The rate of discovery of new software vulnerabilities and exploits continues to be high

So far in 2011, the number of cyber break-ins and identified network/application vulnerabilities has continued its inexorable rise. The U.S. Department of Homeland Security Cyber Security Division documented over 2000 new software vulnerabilities between January and July 2011, with 93% being considered high-medium risk.

Furthermore, according to the latest 2011 Data Breach Investigations Report from Verizon, attackers are refining the way they hack into enterprises, shifting to smaller targets with fewer security defenses.

Legal liability for security breaches is now a reality

Organizations that fail to show due diligence when it comes to protecting their data assets face a real risk of legal problems, fines, or loss of customer confidence. The renewed caution comes in the wake of an escalating number of highly publicized security breaches that involved unauthorized access to confidential personal information.
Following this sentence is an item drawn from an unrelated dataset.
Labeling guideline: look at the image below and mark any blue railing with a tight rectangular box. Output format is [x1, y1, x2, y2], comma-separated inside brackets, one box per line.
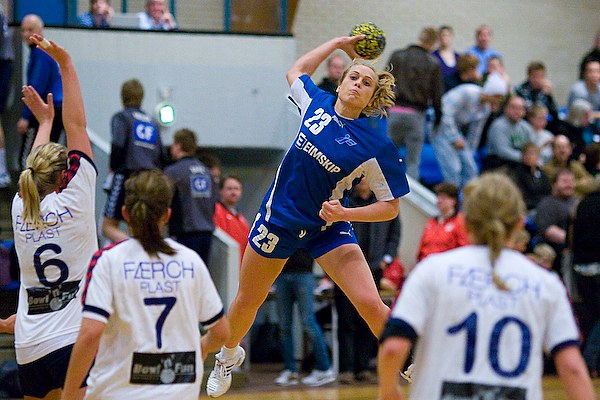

New security legislation and e-commerce security standards are also driving increased demand for security services, as businesses are forced to strengthen their security posture to avoid potential legal exposure or fines. Examples of such legislation and security standards include:

	Payment Card Industry Data Security Standard (PCI-DSS), a wordwide information security standard created to help organizations prevent credit card fraud through increased controls around data and its exposure to compromise.
	Personal Information Protection and Electronic Documents Act - PIPEDA (Canada), which gives Canadians a degree of privacy protection and control over the personal information about them that is collected, used and traded in the private sector.
	Personal Information Protection Act - PIPA (British Columbia) which governs the collection, use, disclosure and protection of personal information by organizations in British Columbia which are not covered by federal PIPEDA legislation no matter what size or type.
	Healthcare Insurance Portability and Accountability Act (HIPAA) (United States), which requires (1) the standardization of electronic patient health, administrative and financial data, (2) establishment of unique health identifiers for individuals, employers, health plans and health care providers, and (3) security standards protecting the confidentiality and integrity of "individually identifiable health information," past, present or future.